1.5. Warming up
A specific traditional warm up (such as running, rowing, stretching, etc.) is not necessary. Neither are any specific “activation drills” unless there’s a specific individual need for them. Warming up for lifting is the specific lift itself. From beginners to world champions, it’s recommended to start with an empty barbell. Perform some repetitions, add some weight, perform some more repetitions, and so on until the lifter reach the work sets.
There is no hard rule on the amount of repetitions that should be done or how big the jumps between different weights should be. It’s highly individual. Some will require more warm up reps, which in most cases should take the form of more sets rather than more reps in a set due to being less fatiguing. Remember, the purpose of warm up sets is to prepare for work sets, not to add additional volume.
With that said, here are a few guidelines to experiment with:
- Doing a high amount of reps (above 6) for warm up should only be done with very light weights (and even in that case shouldn’t be considered a necessity) unless the program specifically calls for the extra volume it adds.
- Below 60% of 1RM jumps can be large.
- At roughly 60% weights up until roughly 90% weights, adding around 10% usually work well.

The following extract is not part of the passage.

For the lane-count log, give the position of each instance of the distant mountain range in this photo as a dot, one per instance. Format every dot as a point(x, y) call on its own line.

- At over 90%, jumps should be smaller.
- More often than not women need more warm up than men.
- If a weight doesn’t feel good in warm up, don’t immediately jump to the next one. Take the same warm up weight again with about half the amount of reps you just did the first set.
Additionally here are some guidelines specific to warming up and attempting maximal weights:
- When warming up for a maximal attempt, 6-8 jumps is usually about right.
- When attempting a maximal weight, only beginners should tie their personal best (PB). Intermediates and advanced should take a weight slightly below and then a weight slightly higher. It’s too tiring to tie your PB at that stage.
- Beginners rarely (if ever) need to try for an all-out 1RM. A new “sort of max” is good enough. The same approach can be used for more advanced lifters but for beginners especially it should be common practice.